Mais elle apparaît bien comme une jeune princesse grecque hautaine qui s’est éprise du roi d’Épire avant de le connaître, parce qu'elle a été «de sa gloire éblouie» (vers 464-469). Elle a fait de lui le prince charmant de ses rêves, son amour étant ambition de conquérir le vainqueur de Troie.

Elle garde quelque chose de jeune et de candide, montre une fraîcheur naïve, ne sait pas feindre.

Comme elle est touchante lorsqu'elle se confie à Cléone, implore son secours, évoque avec tendresse le souvenir des jours heureux où Pyrrhus répondait à son amour !

Elle croit encore naïvement être aimée parce qu’elle aime. Au vers 413, comme Chimène, elle évoque le souci de sa «gloire». Mais, cruellement déçue dans ses espoirs les plus chers, elle passe sans transition des révoltes de l’amour-propre (vers 414-415) à l’aveu du vers 416, où elle s’exclame :

«Ah ! je I'ai trop aimé, pour ne le point haïr !», traduisant brusquement ses véritables sentiments, qu’elle essayait de se cacher ! On peut remarquer que c’est un des aspects de l’ironie tragique de Racine que de montrer la douloureuse proximité entre l’amour et la haine ; que d’indiquer que l’amour,

quand il est violemment contrarié, devient haine et cruauté. Elle ressent le besoin de se venger avec une violence qu’annonce le vers 420.

Elle veut alors se persuader qu’ellle peut aimer Oreste, mais elle appréhende sa vue parce qu’elle se rend compte qu’elle va se présenter à ses yeux dans une position d’infériorité, situation intenable pour un être aussi hautain, trop orgueilleux pour s’avouer sa défaite. Elle redoute par-dessus toute chose ses sarcasmes (vers 397-400), témoignant ainsi qu'elle ne le connaît pas. Admettant que son ingratitude constante est coupable, elle consent (vers 385) à ce qu'il la voie (et non pas à le voir), condescend (vers 386) à lui «accorder» une «joie». Mais c’est uniquement parce qu’il est un allié possible dans les efforts qu’elle fait pour amener Pyrrhus à se déclarer.

La tirade qui s’étend des vers 427 à 448 expose encore les revirements de son âme.
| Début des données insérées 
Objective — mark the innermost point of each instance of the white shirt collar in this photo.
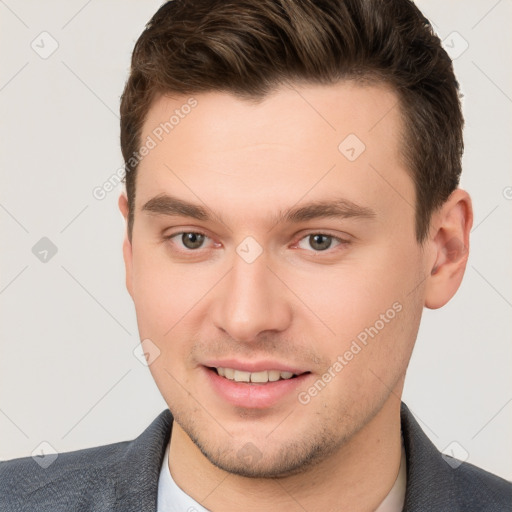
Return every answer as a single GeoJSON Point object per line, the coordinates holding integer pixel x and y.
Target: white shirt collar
{"type": "Point", "coordinates": [172, 498]}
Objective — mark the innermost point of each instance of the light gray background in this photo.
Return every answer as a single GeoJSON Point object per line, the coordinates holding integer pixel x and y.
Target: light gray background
{"type": "Point", "coordinates": [68, 375]}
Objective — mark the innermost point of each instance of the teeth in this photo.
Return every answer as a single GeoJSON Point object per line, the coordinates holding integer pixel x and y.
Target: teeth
{"type": "Point", "coordinates": [242, 376]}
{"type": "Point", "coordinates": [256, 377]}
{"type": "Point", "coordinates": [273, 375]}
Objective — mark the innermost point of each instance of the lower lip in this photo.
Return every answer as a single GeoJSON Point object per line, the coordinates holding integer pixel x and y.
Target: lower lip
{"type": "Point", "coordinates": [254, 396]}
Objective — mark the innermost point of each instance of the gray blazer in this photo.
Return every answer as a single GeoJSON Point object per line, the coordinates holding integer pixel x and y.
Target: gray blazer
{"type": "Point", "coordinates": [123, 477]}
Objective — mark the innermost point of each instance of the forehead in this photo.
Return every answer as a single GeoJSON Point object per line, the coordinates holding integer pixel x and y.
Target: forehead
{"type": "Point", "coordinates": [298, 141]}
Elle se veut d’abord convaincue de ne plus aimer Pyrrhus, et semble même se décider à le fuir. Puis elle imagine un changement d’attitude radical chez lui, se déclarant prête, «si I'ingrat rentrait dans son devoir», à I'accueillir encore (vers 436-440). Mais à cette illusion enchanteresse vient se substituer l’attristante réalité. Elle comprend qu’elle a commis I'erreur de montrer à Pyrrhus qu’elle était conquise ; qu’il faut

«contre un amant qui plaît» affecter de la «fierté», pour tenir son désir en haleine. Elle regrette : «Hélas ! pour mon malheur, je l’ai trop écouté.

Je n'ai point du silence affecté le mystère.» (vers 456-457).
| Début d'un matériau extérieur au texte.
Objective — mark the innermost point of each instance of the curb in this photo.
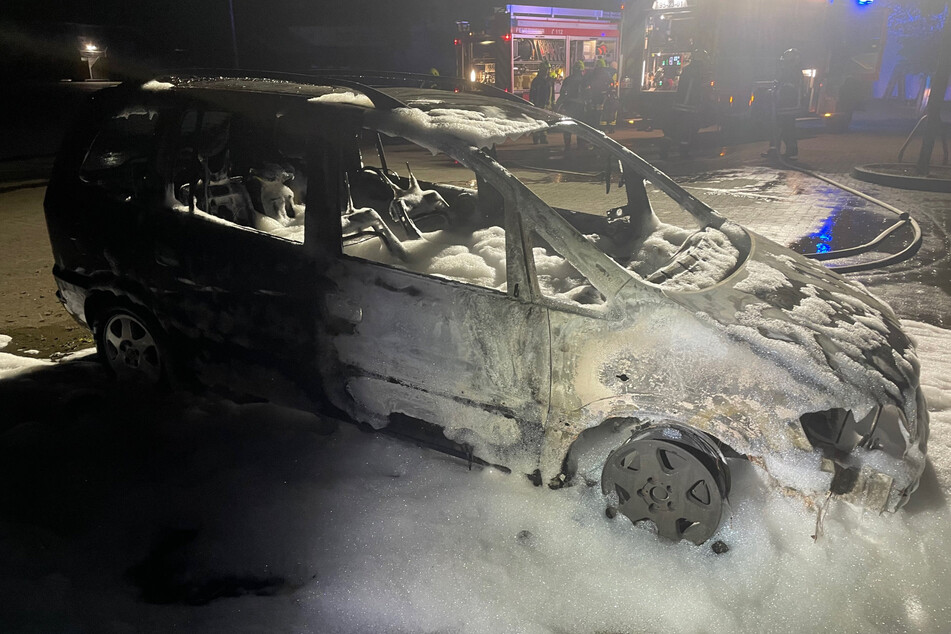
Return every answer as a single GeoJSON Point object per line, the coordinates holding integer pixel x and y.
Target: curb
{"type": "Point", "coordinates": [891, 175]}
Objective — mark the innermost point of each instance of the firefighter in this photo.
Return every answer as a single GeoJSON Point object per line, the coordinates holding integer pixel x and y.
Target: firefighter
{"type": "Point", "coordinates": [542, 94]}
{"type": "Point", "coordinates": [571, 100]}
{"type": "Point", "coordinates": [597, 87]}
{"type": "Point", "coordinates": [787, 100]}
{"type": "Point", "coordinates": [693, 93]}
Hautaine, orgueilleuse, maladroite, et par là antipathique, elle est aussi une faible jeune fille, et même une enfant gâtée, qui rejette ses responsabilités sur les autres (vers 470), et pousse loin la versatilité puérile. Être de passion, qui ne raisonne pas, se souvient, mais ne veut pas comprendre le présent, elle garde un fond de naïveté qui, à défaut de sympathie, lui vaut de la compassion.